Right in the middle of the waterfront is the Sultan's Palace, Built in the 19th century, it was called the House of Wonders because it had electricity and the first Lift in East Africa. After years of neglect, it has now been restored and houses a fine museum. Zanzibar has a colourful history. Omani sultans ruled much of the Swahili coast from the island, establishing the trade routes that still lead from here to the Middle East. Their domain dwindled in the days of the British Empire, and finally ceased with the bloody revolution of 1956. Zanzibar. Even the name is exotic. conjuring up images of sultans and explorers and of wooden Arab dhows redolent with the aroma of spices.
The long history of Zanzibar has its darker side. During the 18th and 19th centuries it was the main base for the trade in African slaves brought from the interior by Arab traders, who often purchased their captives from warring tribes. The slaves were sold to European and American merchants, and shipped in appalling conditions to the Americas and the Caribbean. It is still possible to visit the old slave pens, but an Anglican cathedral has been built on the site of the slave market. The altar is on the very spot where the whipping post once stood, and the cross beside it is made from the tree under which Livingstone died. During his time as a missionary Livingstone became a tireless crusader for the abolition of slavery, but the trade continued illegally for some years after it was banned. The heart of Zanzibar town, built of stone, is a tangle of narrow winding streets that seem to lead everywhere and nowhere. Look out for the ornate, carved wooden doors, many of which date from the time of the sultans. They were designed both to display and protect the wealth of the house-owners.

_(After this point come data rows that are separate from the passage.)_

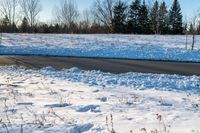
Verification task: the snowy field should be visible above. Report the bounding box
[0,66,200,133]
[0,34,200,62]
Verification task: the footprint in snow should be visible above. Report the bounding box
[97,97,108,102]
[45,103,71,108]
[68,123,94,133]
[76,105,101,113]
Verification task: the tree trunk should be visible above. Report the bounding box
[192,34,195,50]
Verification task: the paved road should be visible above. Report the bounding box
[0,56,200,75]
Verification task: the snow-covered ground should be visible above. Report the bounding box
[0,66,200,133]
[0,34,200,62]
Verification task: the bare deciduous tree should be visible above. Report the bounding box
[93,0,115,30]
[0,0,19,30]
[56,0,79,27]
[20,0,42,27]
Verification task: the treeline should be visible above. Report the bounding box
[0,0,200,34]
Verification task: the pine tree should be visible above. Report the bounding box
[139,0,151,34]
[169,0,183,34]
[2,15,11,32]
[150,0,159,34]
[112,0,127,33]
[128,0,141,34]
[159,1,169,34]
[20,17,29,33]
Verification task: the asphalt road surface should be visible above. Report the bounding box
[0,56,200,75]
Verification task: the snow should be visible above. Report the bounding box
[0,34,200,62]
[0,66,200,133]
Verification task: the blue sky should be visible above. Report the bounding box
[40,0,200,21]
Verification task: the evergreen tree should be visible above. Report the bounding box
[127,0,141,34]
[169,0,183,34]
[159,1,169,34]
[2,15,11,32]
[189,23,194,34]
[139,0,151,34]
[112,0,127,33]
[150,0,159,34]
[20,17,29,33]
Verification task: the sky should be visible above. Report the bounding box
[40,0,200,21]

In the early morning, when the tourist shops are closed, life in the town seems to continue much as it has for hundreds of years. It is not difficult to imagine explorers combing its streets, looking for supplies and porters. Everywhere you go you will be greeted with shouts of jambo (hello) and karibu (welcome). Take a walk to the old dhow harbour and you can watch fishermen haggling with locals over their catch. You can also get a close-up view of the remarkable sailing boats, held together entirely with wooden pegs, that have been used along the Swahili coast ever since the Arabs first arrived from Oman. Although still used to move goods between East Africa and the Middle East, their use is dying out.
While the town has a number of top-quality restaurants, the nicest place to eat is at the Jamituri Gardens on the waterfront. From sunset every day locals set up open-air stalls to cook and sell some of the freshly caught fish landed every morning. You can get crab and lobster for just a few dollars, and wash it down with a glass of freshly squeezed sugar-cane juice, while chatting with the friendly Zanzibaris about everything from politics to football.
Zanzibar lies off the coast of Tanzania, a few hours by ferry boat from Dar es Salaam. There are a number of morning departures, returning mid-afternoon. Details are posted on the ferry dock but steer clear of touts and buy your tickets directly from the ticket office. Alternatively. Air Excel fly from Dar es Salaam to Zanzibar and sometimes from Zanzibar to Arusha. Although Dodoma is the new official capital of Tanzania, many flights arrive at Dar es Salaam. There is a wide range of accommodation in Zanzibar town. The northern and eastern coasts of Zanzibar have a number of beautiful beaches with accommodation ranging from simple beach huts to luxurious resorts. Local travel agents will arrange reservations and transfers.